The complete runner’s guide to resting heart rate

The complete runner's guide to resting heart rate

The use of heart rate monitors is now common practice among many runners – but how much do we really know about resting heart rate? An indicator of aerobic fitness, a lower resting heart rate generally implies more efficient heart function. But are there exceptions and what warning signs should runners be looking out for? RW sat down with leading sports cardiologist Dr Dan Augustine to find out more.

What is a normal resting heart rate?

‘The average resting heart rate in the general population will vary between 60-100 beats per minute (bpm). I think it’s fair to say that the lower that is, generally the fitter you are. In those that exercise, I’d expect heart rates to be much closer to 60bpm, and it’s not uncommon for recreational runners to have heart rates in the 40s.’

Is a high or low heart rate cause for concern?

‘It’s about how you feel with that heart rate. So, if you have a resting heart rate of 90, but you feel fine going about your daily business, I don’t worry.

‘But if you’re having abnormal symptoms at rest, such as disproportional breathlessness, you need to get it checked out. Another concern would be people with heart rhythm disturbances who get disproportionately high heart rates for the level of exertion they’re putting in. For example, where you’d expect their heart rate to be about 140, it’s at 180, and stays high for a while after stopping exercise or reducing exercise intensity. We also shouldn’t feel dizzy or faint as we are exercising, particularly as we increase the intensity of exertion. So if this is happening, it’s something to get checked out.

‘For people with a low heart rate, a symptom to look out for would be if you start to feel dizzy or faint. That’s unusual and you should seek advice. So I worry more about symptoms accompanying heart rate rather than just the number itself.’

What effect gender have on resting heart rate?

‘The average female resting heart rate is slightly higher than the average male resting heart rate. The average male is around 70ish beats per minute; the average female is a couple of beats per minute higher. That’s largely driven by the difference in size between men and women: female hearts are slightly smaller so they beat a bit quicker to get to the required cardiac output.’

What effect does age have on resting heart rate?

‘When you’re an adult, the resting rate doesn’t vary much with age. What varies is your peak heart rate. There are few ways to try to calculate your peak heart rate, some more accurate than others. The equation ‘220 minus your age’ was first written about in the 1970s and not intended to be applied strictly as it has faults. In younger people, it probably overestimates what your peak heart rate should be. In older people, it probably underestimates what your peak heart rate should be.’

Why is it important for your heart rate not to be too high?

‘What you have to be mindful of is what’s causing it to be high. If there’s a medical condition causing it to be high, such as anaemia or an over-active thyroid, that will cause a faster heart rate. Sometimes, a faster heart rate can be a sign that something else is going on. Then it comes down to your efficiency. At rest, your heart’s not meant to be having a cardiac output of 8 litres [the average is 3-4 litres per minute], but if you have a really high heart rate, it will cause a high cardiac output. So you have to work out why that is.’

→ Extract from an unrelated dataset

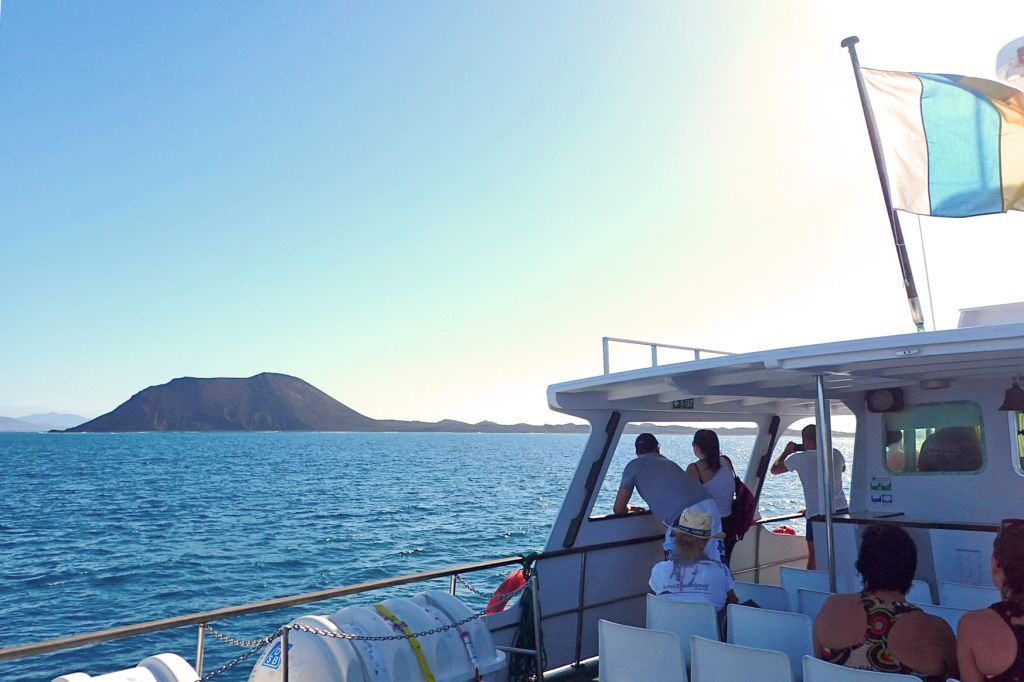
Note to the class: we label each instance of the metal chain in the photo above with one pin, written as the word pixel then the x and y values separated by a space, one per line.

How can you go about lowering your resting heart rate?

‘There’s not one thing on its own, but exercise will certainly help. Generally getting fitter with aerobic exercise will lower the resting heart rate in most, depending on how much you are doing. We know that if you undertake regular aerobic exercise, probably more than three hours a week, then the heart will start to adapt and undergo physiological changes. One of these will usually be a reduction in the resting heart rate. There are a few reasons why heart rate lowers the more aerobic exercise you undertake. These include the heart size itself becoming bigger so the heart doesn’t have to beat so fast to increase the cardiac output. Also, we all have a pacemaker in our heart – called the sinus node – and through regular exercise it’s believed that sinus node down-regulates slightly and lowers the heart rate. In addition, exercise can enhance part of the nervous system, something called the parasympathetic or vagal tone, which can lower resting heart rate.’

The effect does nutrition, sleep and stress have on the resting heart rate?

‘Anything that upsets are physiology – whether that’s poor nutrition, lack of sleep or physical and emotional stress – can impact on the resting heart rate and cause it to be higher. Our ‘rest’ time where we are not exercising can often be neglected but it’s really important to get the balance right from a physical and psychological perspective. That includes getting enough sleep, identifying stressors in our lives and modifying those as much as possible. It’s important from a general health perspective to also have a healthy diet. Factors such as eating fruit, vegetables, whole grains and controlling alcohol consumption will all contribute to a healthy physiology and a lower heart rate in the longer term.’